Além de Marcos, que é um dos xodós, ela teve outros três filhos. A família cresceu e já são seis netos, oito bisnetos e dois tataranetos, que sempre que possível estão por perto para fazer um afago na Vovó Elita.

Não é só o bom humor dela que chama atenção. Mesmo com a idade avançada, a saúde de dona Elita é invejável. “Não tenho problema nenhum, nem tomo remédio. Também não tenho problemas com comida. Como de tudo, gosto, inclusive de uma boa feijoada”.

A única dificuldade que ela tem é na visão. Isso acaba atrapalhando porque dona Elita não consegue mais fazer os trabalhos manuais que tanto gosta, como costura e crochê. Ela conta que quando mais nova, era uma costureira de mão cheia, desenhava os modelos e costurava para uma boa e fiel clientela.

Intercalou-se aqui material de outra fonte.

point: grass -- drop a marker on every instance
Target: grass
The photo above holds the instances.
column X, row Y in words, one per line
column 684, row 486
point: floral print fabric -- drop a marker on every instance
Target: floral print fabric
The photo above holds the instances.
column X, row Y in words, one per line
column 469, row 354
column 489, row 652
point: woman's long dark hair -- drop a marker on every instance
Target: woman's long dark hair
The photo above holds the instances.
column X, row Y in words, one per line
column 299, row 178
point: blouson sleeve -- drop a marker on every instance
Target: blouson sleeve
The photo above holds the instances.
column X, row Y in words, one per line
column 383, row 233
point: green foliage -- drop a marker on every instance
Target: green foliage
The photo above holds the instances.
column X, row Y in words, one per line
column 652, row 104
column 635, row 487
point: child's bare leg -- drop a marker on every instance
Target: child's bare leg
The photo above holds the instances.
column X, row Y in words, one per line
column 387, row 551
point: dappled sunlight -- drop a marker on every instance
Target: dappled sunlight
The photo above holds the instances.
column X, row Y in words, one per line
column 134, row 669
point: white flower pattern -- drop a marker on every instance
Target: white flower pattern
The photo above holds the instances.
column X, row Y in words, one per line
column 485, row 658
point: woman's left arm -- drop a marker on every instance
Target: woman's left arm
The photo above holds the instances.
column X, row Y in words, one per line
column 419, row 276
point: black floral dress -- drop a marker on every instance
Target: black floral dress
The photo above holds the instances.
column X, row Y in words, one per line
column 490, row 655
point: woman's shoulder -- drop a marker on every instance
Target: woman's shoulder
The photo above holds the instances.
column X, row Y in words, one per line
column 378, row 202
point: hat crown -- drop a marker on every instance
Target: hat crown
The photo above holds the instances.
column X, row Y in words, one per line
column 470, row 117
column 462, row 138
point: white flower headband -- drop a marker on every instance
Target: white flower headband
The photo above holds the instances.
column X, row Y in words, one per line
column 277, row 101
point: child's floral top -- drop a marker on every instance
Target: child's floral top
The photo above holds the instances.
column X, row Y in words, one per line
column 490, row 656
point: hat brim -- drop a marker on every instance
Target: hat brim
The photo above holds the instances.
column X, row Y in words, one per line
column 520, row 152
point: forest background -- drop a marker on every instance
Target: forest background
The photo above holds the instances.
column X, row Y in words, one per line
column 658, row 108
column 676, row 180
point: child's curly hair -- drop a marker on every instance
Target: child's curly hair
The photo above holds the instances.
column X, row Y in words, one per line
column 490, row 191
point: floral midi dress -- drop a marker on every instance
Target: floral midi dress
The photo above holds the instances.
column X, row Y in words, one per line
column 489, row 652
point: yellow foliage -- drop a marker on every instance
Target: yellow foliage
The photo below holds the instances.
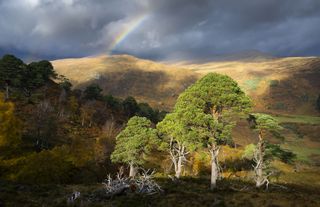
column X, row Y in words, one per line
column 10, row 126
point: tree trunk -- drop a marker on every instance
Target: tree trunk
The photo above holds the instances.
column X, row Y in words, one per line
column 7, row 92
column 214, row 167
column 132, row 172
column 260, row 178
column 179, row 167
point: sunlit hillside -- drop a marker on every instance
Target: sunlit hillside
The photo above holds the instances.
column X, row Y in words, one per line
column 124, row 75
column 277, row 85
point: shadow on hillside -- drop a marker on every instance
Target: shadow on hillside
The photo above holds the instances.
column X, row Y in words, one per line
column 155, row 87
column 297, row 93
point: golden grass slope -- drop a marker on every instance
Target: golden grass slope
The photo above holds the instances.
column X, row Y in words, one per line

Outra coisa que Vovó Elita lamenta não poder fazer mais são as piruetas e malabarismos que aprendeu antes do casamento. “Gostava muito de circo, quando chegava um na minha cidade, lá em Macaíba, sempre fazia amizade com o pessoal que me ensinava os malabarismos. Mas isso antes de casar, porque o meu finado marido não gostava dessas coisas. E para não desagradá-lo, eu não fazia”, conta.

Vovó Naninha, dona Elita, Benedito Norte e tantos outros centenários são heróis da saúde e resistência, grandes personalidades, inspiração de força e sabedoria para muitos jovens.